Make sure that you read all the comments in dma.h, as they will help you avoid many possible mistakes in programming DMA. It is probably also worth reading the source code for other drivers that use DMA. Also, read the actual dma_*() function source code which is in <asm/dma.h> and compare it to the documentation for the device for which you are writing a driver to make sure that you understand what you are doing; DMA is probably the easiest hardware programming interface to use incorrectly.
Before accessing memory, use verify_area() to avoid kernel-space segmentation faults in case of error. verify_area() takes three arguments: the first is the type (VERIFY_WRITE or VERIFY_READ), the second is the address at which to start validating, and the third is the number of bytes to validate.
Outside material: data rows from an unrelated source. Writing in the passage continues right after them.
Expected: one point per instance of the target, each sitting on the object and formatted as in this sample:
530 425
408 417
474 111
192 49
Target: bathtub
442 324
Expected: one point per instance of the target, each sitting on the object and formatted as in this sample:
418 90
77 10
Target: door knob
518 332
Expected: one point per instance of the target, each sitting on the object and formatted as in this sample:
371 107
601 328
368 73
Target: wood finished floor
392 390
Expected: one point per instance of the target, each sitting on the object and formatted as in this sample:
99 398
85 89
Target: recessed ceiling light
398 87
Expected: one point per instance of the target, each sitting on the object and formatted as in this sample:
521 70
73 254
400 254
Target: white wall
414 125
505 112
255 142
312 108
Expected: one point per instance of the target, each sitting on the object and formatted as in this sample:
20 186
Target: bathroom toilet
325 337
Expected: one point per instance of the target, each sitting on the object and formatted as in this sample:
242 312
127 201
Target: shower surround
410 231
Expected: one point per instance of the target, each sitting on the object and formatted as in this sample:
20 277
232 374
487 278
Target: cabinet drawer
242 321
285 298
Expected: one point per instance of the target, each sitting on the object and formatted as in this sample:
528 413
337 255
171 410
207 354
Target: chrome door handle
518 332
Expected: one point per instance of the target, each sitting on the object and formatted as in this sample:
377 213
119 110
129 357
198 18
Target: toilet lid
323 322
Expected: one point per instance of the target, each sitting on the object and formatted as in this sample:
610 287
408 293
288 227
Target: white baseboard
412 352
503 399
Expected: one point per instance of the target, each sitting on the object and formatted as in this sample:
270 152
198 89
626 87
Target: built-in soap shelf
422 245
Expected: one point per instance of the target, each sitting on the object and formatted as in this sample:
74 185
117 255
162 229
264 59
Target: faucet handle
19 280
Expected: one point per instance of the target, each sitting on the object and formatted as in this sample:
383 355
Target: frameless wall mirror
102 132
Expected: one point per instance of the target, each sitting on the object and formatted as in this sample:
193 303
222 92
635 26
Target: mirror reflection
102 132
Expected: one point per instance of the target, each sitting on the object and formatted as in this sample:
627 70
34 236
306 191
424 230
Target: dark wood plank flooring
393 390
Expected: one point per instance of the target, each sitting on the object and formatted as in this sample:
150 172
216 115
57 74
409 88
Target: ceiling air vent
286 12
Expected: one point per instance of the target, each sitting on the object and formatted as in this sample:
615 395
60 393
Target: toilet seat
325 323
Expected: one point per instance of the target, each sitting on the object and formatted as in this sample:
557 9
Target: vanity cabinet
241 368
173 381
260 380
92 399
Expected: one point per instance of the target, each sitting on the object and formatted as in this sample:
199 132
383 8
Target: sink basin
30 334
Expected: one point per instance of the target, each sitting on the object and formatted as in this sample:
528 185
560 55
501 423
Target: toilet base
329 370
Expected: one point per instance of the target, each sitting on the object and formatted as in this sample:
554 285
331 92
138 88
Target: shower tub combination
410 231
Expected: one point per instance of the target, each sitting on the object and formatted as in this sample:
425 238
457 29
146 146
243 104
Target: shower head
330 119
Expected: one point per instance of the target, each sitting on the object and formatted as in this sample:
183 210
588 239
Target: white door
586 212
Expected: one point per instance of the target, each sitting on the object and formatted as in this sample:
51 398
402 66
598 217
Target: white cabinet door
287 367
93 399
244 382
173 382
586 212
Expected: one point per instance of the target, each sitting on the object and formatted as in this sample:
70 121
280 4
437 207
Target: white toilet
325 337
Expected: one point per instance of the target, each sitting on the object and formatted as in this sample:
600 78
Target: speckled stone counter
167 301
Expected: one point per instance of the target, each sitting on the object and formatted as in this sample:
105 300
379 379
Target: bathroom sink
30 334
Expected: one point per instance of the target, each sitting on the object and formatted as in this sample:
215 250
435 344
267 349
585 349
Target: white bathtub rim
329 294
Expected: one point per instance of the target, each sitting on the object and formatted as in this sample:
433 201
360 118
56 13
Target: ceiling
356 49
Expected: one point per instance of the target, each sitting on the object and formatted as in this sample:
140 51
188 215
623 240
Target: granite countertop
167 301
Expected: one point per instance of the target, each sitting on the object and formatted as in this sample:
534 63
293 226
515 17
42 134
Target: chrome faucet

Do be careful to free everything when you are done using it, because kernel memory is non-swapable which makes memory leaks more serious than in user-space programs. Also, be careful not to free memory before you are finished using it, because freeing memory and the continuing to use it will usually cause a kernel fault--and that's if you are lucky. If you are unlucky, it will silently corrupt memory.
If a device driver needs to sleep on an event, it can call one of several functions that are available for doing so, which work for most instances. However, some drivers need to sleep on multiple events, or do something else to avoid race conditions. In Linux, a task in kernel mode can set its state hint to a sleeping mode and keep executing for a while before calling the scheduler, which schedules another task to run. This is extremely flexible, and is partially covered in the KHG. Several devices use this to good effect, including simple devices like the lp parallel port driver and complex ones like the serial driver.
There are two functions for simple sleeping on an event: sleep_on() and interruptible_sleep_on(). There are two corresponding functions for waking up all processes sleeping on an event: wake_up() and wake_up_interruptible().
current->state = TASK_INTERRUPTIBLE; current->timeout = jiffies + jiffies_to_wait; schedule();
Timers that act like hardware interrupts are also available. Include <linux/timer.h> and allocate a struct timer_list. First pass a pointer to your structure to init_timer(), then fill in the expires, data, and function members, then call add_timer() with a pointer to your structure as the argument. expires gives the number of jiffies after which to time out, data gives the argument to pass to the timer handler, and function is a pointer to the timer handler function. When the function is called, it will not be executed in the context of a running process, so it will not be able to access any user-space data. Just like with a hardware interrupt handler, only kernel-space data structures will be available.
It is possible to request multiple timers at once by making a list of these timer structures; read <linux/timer.h> for details. Most of the time, this will not be necessary.
extern void console_print(const char *);
It is also possible to use gdb to read /proc/kcore to do inspection-only debugging of the kernel. This currently does not work with loadable modules, but a kernel patch is available to allow inspection of loaded modules as well.